Doctor of Philosophy
Pratt, R. Gerhard
Seismic full waveform inversion (FWI) is a non-linear problem. The Born approximation provides a way to linearize FWI and obtain a gradient in a computationally efficient manner. However, this linearization is only valid if the background velocity is sufficiently known, which often is not possible in practice. There have been various attempts at solving problems associated with the non-linearity of FWI by separating the problems of background and scatterer inversion. Most of the methods, however either depend on the availability of low frequencies and large offsets in the data, or separate the spatial scales completely, which removes the scattered information from the gradient. A complete separation of scales can fail to solve the problem of false local minima. Constrained scale separation methods have also been proposed, however these either require extra computational cost or a priori information about the reflectivity.
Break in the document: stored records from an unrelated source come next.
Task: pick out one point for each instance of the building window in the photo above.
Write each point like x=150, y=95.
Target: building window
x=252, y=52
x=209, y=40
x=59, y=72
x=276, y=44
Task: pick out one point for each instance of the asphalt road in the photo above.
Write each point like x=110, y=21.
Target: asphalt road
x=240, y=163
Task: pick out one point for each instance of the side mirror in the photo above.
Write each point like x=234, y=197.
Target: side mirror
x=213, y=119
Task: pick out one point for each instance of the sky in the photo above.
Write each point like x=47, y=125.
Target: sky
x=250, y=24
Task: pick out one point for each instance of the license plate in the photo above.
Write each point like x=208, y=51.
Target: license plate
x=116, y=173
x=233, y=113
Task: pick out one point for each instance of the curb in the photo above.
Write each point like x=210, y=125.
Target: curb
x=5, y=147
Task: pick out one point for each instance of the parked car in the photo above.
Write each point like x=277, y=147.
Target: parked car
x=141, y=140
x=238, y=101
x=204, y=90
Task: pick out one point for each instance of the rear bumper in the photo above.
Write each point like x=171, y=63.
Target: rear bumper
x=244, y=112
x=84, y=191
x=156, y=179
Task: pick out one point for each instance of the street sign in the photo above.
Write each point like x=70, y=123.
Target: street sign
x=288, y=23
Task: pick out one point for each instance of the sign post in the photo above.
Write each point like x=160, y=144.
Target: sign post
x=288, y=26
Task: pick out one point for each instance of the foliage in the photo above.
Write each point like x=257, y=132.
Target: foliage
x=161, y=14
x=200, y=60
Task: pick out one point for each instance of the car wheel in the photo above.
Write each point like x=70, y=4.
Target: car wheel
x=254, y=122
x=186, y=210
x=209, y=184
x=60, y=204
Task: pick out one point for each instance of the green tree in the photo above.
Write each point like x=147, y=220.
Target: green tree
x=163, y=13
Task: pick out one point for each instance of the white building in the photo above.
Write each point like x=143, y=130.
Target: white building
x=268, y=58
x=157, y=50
Cycle-skipping in FWI is an offset dependent phenomenon; a differential semblance approach has been used to take this offset dependance into account. However differentiating the residuals with offset creates a preferred weighting on large offset arrivals, which generally correspond to longer path lengths. In this thesis, I propose scaled-Sobolev methods, which can be applied with negligible extra computational cost per iteration. To this end, I will define a scaled Sobolev inner product (SSIP) to take the scaled derivatives of a function into account when defining a norm, and use it to derive scaled-Sobolev pre-conditioners (SSP) for model and data domain pre-conditioning. The model domain SSP provides a constrained scale separation. The offset dependance of cycle-skipping is taken into account by a scaled-Sobolev objective function (SSO). I apply the scaled-Sobolev methods in both model and data domains using 2D synthetic examples within the acoustic approximation. Finally, I apply the scaled-Sobolev methods to the ocean bottom wide-angle velocity experiment (OBWAVE). The OBWAVE inversion results show that the scaled-Sobolev methods managed to correct some large traveltime errors and suppress the artifacts in the gradient, thereby mitigating the non-linearity in the FWI. The results revealed deeper structures interpreted as the Moho discontinuity and showed good agreement with previous studies for the shallow structures.
Zuberi, Mohammad Akbar Hosain, "Mitigating non-linearity in full waveform inversion using scaled-Sobolev norms" (2017). Electronic Thesis and Dissertation Repository. 5091.